LEGENDA MINOR chapitre 5

  1. L’OBÉISSANCE DES CRÉATURES ET LA COURTOISIE DE DIEU
  1. Si les mystères et les secrets de Dieu étaient connus de son serviteur, François voyait aussi les éléments du monde lui obéir, et cela grâce à l’esprit du Seigneur qui l’avait investi[1] et grâce au Christ, Sagesse et force de Dieu[2] qui lui avait communiqué sa puissance. Un jour, par exemple, les médecins prescrivirent comme traitement une cautérisation, et les frères le pressaient instamment d’y consentir, pour la guérison de ses yeux. L’homme de Dieu, humblement, s’y soumit, car il vit là non seulement une chance de remédier à la maladie, mais aussi l’occasion d’un acte de courage et de force. A la vue des instruments de fer rougis au feu, sa chair eut un sursaut d’horreur bien naturel.
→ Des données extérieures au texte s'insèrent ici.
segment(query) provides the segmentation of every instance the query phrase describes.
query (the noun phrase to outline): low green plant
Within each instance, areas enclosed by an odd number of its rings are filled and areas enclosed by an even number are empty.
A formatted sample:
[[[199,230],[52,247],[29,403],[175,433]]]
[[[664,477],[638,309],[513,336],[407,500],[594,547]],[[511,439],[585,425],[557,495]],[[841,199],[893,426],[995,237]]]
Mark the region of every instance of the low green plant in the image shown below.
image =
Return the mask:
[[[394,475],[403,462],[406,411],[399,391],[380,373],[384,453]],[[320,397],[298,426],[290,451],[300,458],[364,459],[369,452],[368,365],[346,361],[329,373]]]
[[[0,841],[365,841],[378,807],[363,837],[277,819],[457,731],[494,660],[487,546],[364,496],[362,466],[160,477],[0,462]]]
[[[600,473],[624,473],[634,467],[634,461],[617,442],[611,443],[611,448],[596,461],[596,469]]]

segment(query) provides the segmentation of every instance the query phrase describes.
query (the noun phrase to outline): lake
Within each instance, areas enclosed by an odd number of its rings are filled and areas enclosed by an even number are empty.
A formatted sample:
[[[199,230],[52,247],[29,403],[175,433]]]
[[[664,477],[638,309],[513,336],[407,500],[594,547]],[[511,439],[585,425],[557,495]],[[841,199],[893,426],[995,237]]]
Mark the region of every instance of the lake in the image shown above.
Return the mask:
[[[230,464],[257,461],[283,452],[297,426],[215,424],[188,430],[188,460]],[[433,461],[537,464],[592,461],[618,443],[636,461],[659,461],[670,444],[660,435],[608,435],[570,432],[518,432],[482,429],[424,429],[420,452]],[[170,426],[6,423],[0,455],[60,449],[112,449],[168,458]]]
Mais il s’adressa au feu comme à un frère ; au nom et par la puissance du Créateur il lui ordonna de tempérer pour lui son ardeur, « afin, dit-il, que j’aie la force de supporter ta caresse brûlante ». Le fer encore tout pétillant d’étincelles fut enfoncé dans sa chair délicate, et la cautérisation s’étendit de l’oreille au sourcil… Alors, rempli de Dieu et l’esprit débordant de joie, il dit aux frères : « Louez le Très-Haut car, à vrai dire, je n’ai pas senti la brûlure du feu et ma chair n’a pas eu à souffrir ».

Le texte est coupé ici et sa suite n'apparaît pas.